Le collectif des petits-fils de Serigne Touba a pris une position radicale à l’encontre d’Ousmane Sonko, leader du PASTEF. Après avoir porté plainte pour diffamation suite à ses déclarations sur la présence d’« argent sale » à Touba, les héritiers spirituels de Serigne Cheikh Ahmadou Bamba ont décidé de le déclarer persona non grata dans la ville sainte. Cette mesure s’étend désormais à toutes les activités liées au Grand Magal, dont l’organisation est imminente.
Une plainte pour diffamation et un avertissement sans ambiguïté
Les déclarations d’Ousmane Sonko sur la circulation d’argent illicite à Touba ont été jugées comme une atteinte grave à l’image de la ville et de son fondateur. Le collectif, qui se présente comme gardien du mouridisme, considère ces propos comme une insulte envers Serigne Touba et ses enseignements. Mokhtar Bousso, porte-parole du groupe, a réagi avec fermeté dans une intervention radiophonique.

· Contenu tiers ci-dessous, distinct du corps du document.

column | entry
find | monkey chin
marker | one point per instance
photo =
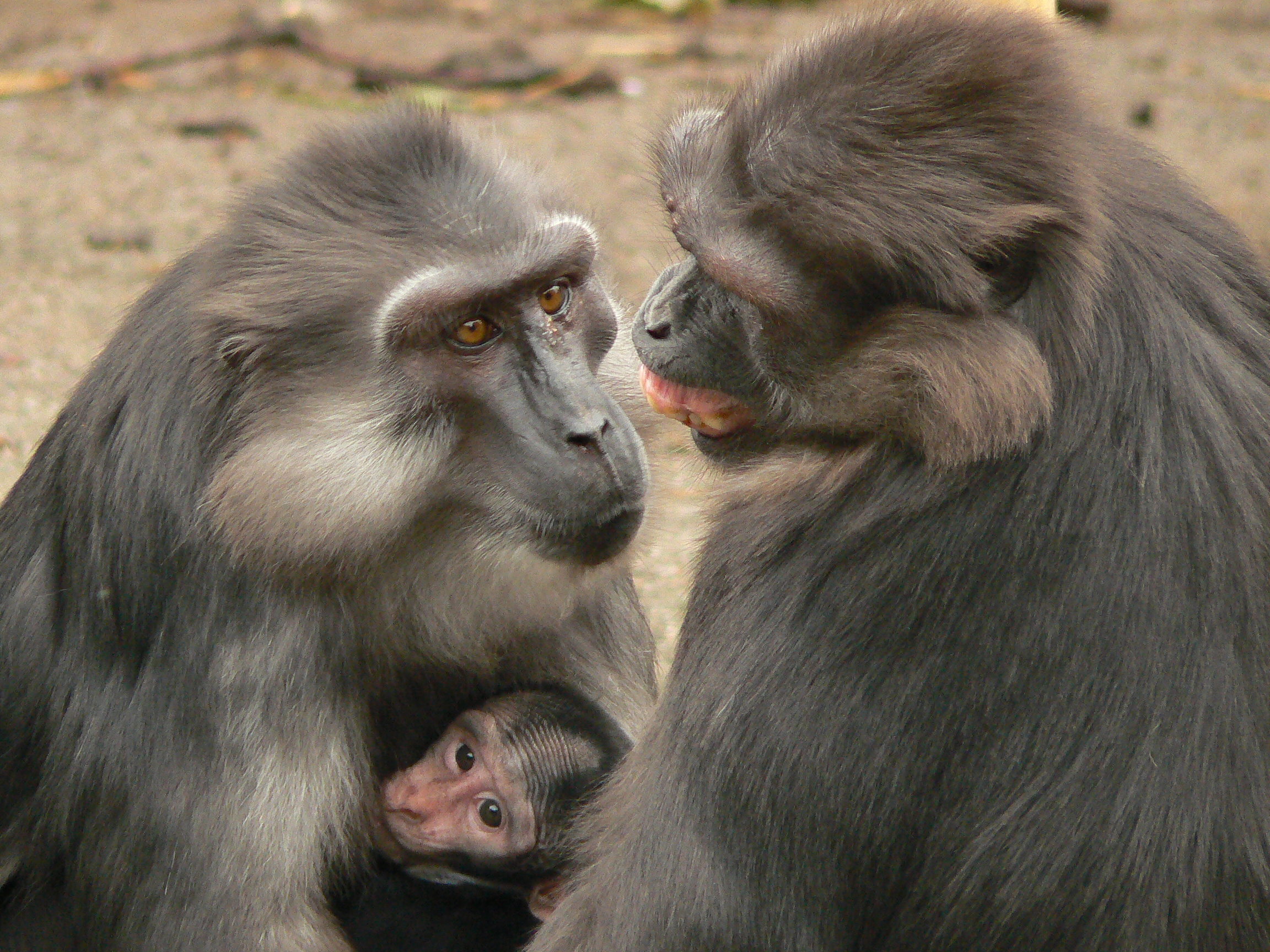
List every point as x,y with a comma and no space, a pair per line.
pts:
591,545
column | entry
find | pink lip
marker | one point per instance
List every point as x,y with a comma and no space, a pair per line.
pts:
708,412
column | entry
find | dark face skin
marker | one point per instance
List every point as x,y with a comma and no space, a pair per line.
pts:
465,796
548,453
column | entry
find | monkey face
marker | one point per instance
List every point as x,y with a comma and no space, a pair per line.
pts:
464,799
421,378
863,251
546,453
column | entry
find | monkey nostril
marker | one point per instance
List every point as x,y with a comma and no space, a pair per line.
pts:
588,440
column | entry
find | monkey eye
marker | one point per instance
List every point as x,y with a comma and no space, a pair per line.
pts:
464,758
554,298
491,814
473,334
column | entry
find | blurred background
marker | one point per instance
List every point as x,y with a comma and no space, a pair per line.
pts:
127,126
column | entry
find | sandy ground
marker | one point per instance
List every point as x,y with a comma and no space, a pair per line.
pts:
77,164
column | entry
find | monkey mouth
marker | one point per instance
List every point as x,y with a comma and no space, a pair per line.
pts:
708,412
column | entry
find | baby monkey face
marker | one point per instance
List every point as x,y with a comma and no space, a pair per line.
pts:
466,796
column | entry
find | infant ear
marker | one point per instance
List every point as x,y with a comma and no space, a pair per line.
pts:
545,895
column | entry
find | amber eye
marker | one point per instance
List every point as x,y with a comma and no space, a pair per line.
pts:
464,758
554,299
474,333
491,814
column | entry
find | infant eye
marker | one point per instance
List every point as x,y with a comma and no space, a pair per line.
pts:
554,299
474,333
491,814
464,758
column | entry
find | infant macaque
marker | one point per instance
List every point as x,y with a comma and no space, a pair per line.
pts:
494,799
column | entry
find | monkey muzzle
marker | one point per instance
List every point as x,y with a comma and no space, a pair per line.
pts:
708,412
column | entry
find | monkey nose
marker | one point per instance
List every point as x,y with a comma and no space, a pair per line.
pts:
659,332
586,435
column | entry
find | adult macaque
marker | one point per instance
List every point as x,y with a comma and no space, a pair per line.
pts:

« Respecter Serigne Touba ou en être exclu »
« Celui qui conteste Serigne Touba ne devrait jamais fouler le sol de Touba », a-t-il martelé. Selon lui, le respect dû à Serigne Touba Cheikh Ahmadou Bamba exige des actes concrets, pas seulement des paroles. « Si Ousmane Sonko avait un minimum de considération pour notre guide spirituel, il n’aurait jamais tenu de tels propos », a-t-il ajouté, soulignant que ces déclarations sapent les valeurs fondamentales du mouridisme.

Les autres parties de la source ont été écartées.